07 April 2014

Annotated Game #120: Breaking the pattern

In the tournament I've been analyzing (Annotated Games 116-119), by the fifth round I had a 2-2 score and White had won every game.  I resolved as Black in this game to break that pattern and successfully did so.  My opponent opened with a transposition to Sokolsky's Opening (featuring an early b4, in this case on the second move) - not an opening to be sneered at, but it shouldn't be feared either.

This was the first time I had faced the opening in a serious game and to meet it I relied on a piece of advice I had read at some point earlier in my career, which was to play a Queen's Indian Defense setup against it.  This is not an attempt to "punish" the opening by challenging it directly; rather, the idea is to give Black a solid setup and achieve an easy equality without creating any obvious weaknesses.  (I took a similar overall approach when playing against 1. b3 more recently - see Annotated Game #106 - although with a different defense.)  The strategy worked, as White left his kingside bare and allowed me to play a (first) classic bishop sacrifice.  In the late middlegame I even was able to use some ideas from the Dutch Stonewall to seal the victory.  (This is an example of how effective it can be to "cross-train" openings, a topic I hope to treat at greater length.)

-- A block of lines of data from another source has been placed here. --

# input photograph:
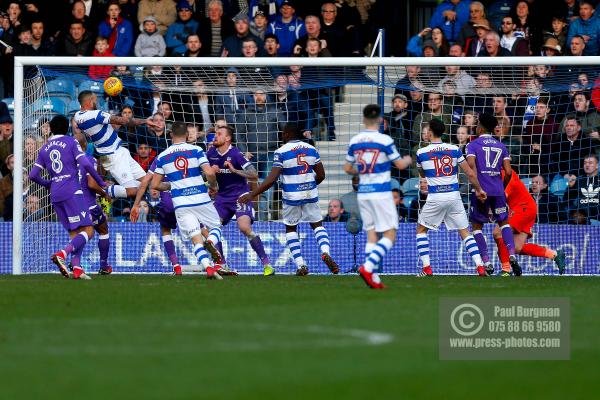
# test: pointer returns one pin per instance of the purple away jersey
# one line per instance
(59, 157)
(231, 186)
(489, 155)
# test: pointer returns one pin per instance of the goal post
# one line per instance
(346, 83)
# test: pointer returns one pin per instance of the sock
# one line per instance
(509, 239)
(76, 257)
(293, 243)
(423, 249)
(117, 191)
(322, 239)
(201, 255)
(258, 247)
(535, 250)
(221, 252)
(369, 248)
(76, 243)
(473, 250)
(482, 244)
(502, 252)
(214, 235)
(103, 246)
(170, 249)
(381, 248)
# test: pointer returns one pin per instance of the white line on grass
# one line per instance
(193, 336)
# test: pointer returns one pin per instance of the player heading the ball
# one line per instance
(96, 125)
(370, 156)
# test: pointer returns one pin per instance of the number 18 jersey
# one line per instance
(439, 161)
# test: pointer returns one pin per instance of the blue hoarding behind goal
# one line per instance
(138, 248)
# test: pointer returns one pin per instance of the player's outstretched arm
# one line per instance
(89, 168)
(319, 173)
(263, 187)
(249, 172)
(131, 122)
(472, 176)
(135, 209)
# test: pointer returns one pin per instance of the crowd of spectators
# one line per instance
(547, 116)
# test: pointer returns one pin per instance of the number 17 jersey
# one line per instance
(489, 155)
(439, 162)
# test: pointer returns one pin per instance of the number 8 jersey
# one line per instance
(59, 157)
(439, 162)
(373, 153)
(296, 160)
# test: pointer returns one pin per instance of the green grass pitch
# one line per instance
(285, 337)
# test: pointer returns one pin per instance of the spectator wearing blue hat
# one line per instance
(117, 30)
(232, 46)
(178, 31)
(588, 27)
(451, 15)
(287, 27)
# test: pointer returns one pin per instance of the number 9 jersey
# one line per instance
(439, 162)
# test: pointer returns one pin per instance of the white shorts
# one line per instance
(191, 219)
(309, 212)
(450, 212)
(380, 214)
(123, 168)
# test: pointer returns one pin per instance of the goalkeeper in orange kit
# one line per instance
(522, 216)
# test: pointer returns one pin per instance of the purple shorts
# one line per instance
(166, 218)
(72, 214)
(228, 208)
(98, 216)
(493, 209)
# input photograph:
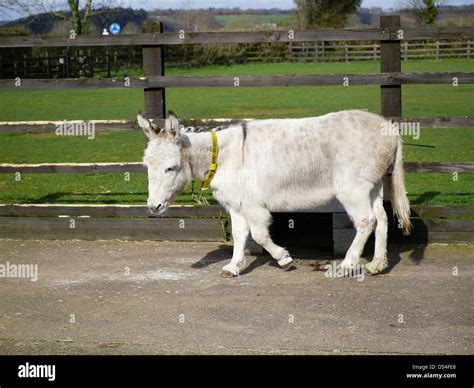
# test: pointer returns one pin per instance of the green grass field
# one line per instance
(419, 101)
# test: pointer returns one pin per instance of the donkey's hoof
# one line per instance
(376, 267)
(229, 271)
(285, 263)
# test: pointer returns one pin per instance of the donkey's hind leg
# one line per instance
(380, 261)
(356, 199)
(259, 220)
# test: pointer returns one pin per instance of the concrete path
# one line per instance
(116, 297)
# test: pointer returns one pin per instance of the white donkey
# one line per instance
(279, 165)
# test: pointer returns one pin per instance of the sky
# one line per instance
(283, 4)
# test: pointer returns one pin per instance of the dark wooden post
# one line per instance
(391, 95)
(153, 64)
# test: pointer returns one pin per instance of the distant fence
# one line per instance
(327, 52)
(75, 62)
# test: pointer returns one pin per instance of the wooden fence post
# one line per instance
(153, 64)
(391, 95)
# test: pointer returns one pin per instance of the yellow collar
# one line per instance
(213, 166)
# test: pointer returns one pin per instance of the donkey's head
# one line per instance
(168, 171)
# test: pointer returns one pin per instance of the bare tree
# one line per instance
(76, 11)
(426, 11)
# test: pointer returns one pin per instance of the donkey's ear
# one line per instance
(172, 126)
(150, 129)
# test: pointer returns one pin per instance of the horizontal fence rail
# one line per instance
(410, 167)
(128, 125)
(183, 37)
(238, 81)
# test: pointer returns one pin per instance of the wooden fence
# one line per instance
(324, 52)
(391, 38)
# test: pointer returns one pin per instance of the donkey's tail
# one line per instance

In terms of my opening preparation, I was pleased that this game justified my decision to briefly examine the opening, determine a strategy against it, then move on and concentrate on more popular setups.  I believe that facing offbeat openings with healthy respect is definitely the way to go, rather than believing you can beat somebody in the opening phase in their pet line, simply by applying some general principles and playing aggressively.  Flank openings without obvious targets to go after, such as in this game, can become passive and ultimately succumb to a more traditional approach of central play, in this case combined with a kingside attack.